Looks like raknet is still growing, I don’t know if this is the expected memory level, this is what I got in 5 hours of runtime.

just as it seems to me, it began to grow more slowly

Also, tell me, are there any problems with UntrackedMemory? Is this growing insanely fast, is it related to raknet, or do I need to create a separate post about UntrackedMemory? Here’s what I got in 5 hours. Could this be a problem on my side?

PlumJar · August 8, 2023, 5:08pm

Hey PozziDev, thanks for checking. I’m glad it looks like a sizeable improvement compared to some of your previous reports. We’re going to continue working on improvements until the problem is fully mitigated.

As for the UntrackedMemory, this would be a separate issue. I believe there is a recent post which some other engineers (who work more closely in that area than I) are paying attention to. Please feel free to contribute there (or make another post if you feel your experience is different enough).

I would also suggest poking around some other posts in case there are solutions related to lua scripting while we work on a better system for diagnosing and repairing these types of prolems.

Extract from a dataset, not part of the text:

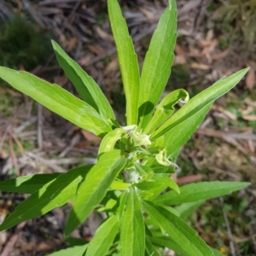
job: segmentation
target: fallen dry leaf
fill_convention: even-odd
[[[201,70],[209,70],[210,69],[209,65],[206,65],[203,63],[198,63],[198,62],[192,62],[190,64],[190,67],[195,68],[195,69],[201,69]]]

Jaco2811 · August 14, 2023, 8:59am

Hello!

The perpetrators are exactly the same as 6 months ago. Nothing has changed.

network/Raknet.
network/replicationcoalescing
network/sharedQueue
UntrackedMemory.

All the others within CoreMemory are pretty stable, regardless of playercount & age of server. PlaceMemory is irrelevant & so seems PlaceScriptMemory to be.

It’s now been going on for more than 6 months, with no clear end in sight.
What’s the status on this getting resolved? Is it even a priority anymore?

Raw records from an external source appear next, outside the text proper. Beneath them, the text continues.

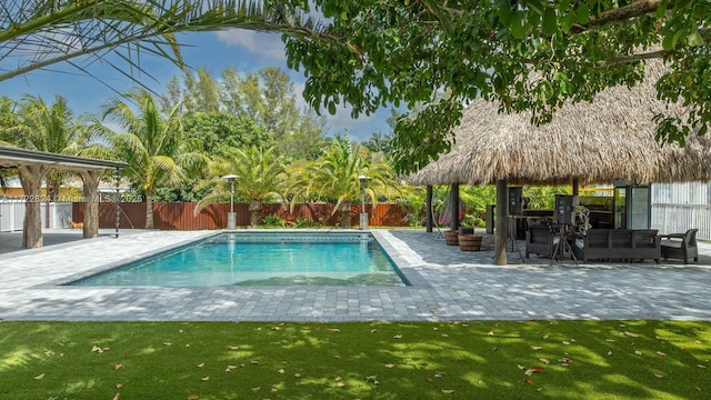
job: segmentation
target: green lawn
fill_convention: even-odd
[[[711,323],[0,322],[0,399],[709,399]]]

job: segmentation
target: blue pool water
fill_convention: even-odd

It’s very discouraging as a developer, having our servers crash every 1-2 hours of heavy usage, without being able to fix it, as it’s out of our hands to change.

Our game relies heavily on long play-sessions, as it takes hours to grow & survive your dinosaurs. But servers crashing constantly, interrupts out gameplay-loop intensely. We’re severely limited at this point & cannot do anything about it.

Thank you,

Jaco

PlumJar · August 14, 2023, 9:41pm

Hey Jaco! Thanks for sharing your data. How old was your “Old Server”? We are actively investigating and also investing in the tooling to make this process more efficient. Unfortunately it sounds like our last set of patches did not help your experience, but we are still prioritizing this issue.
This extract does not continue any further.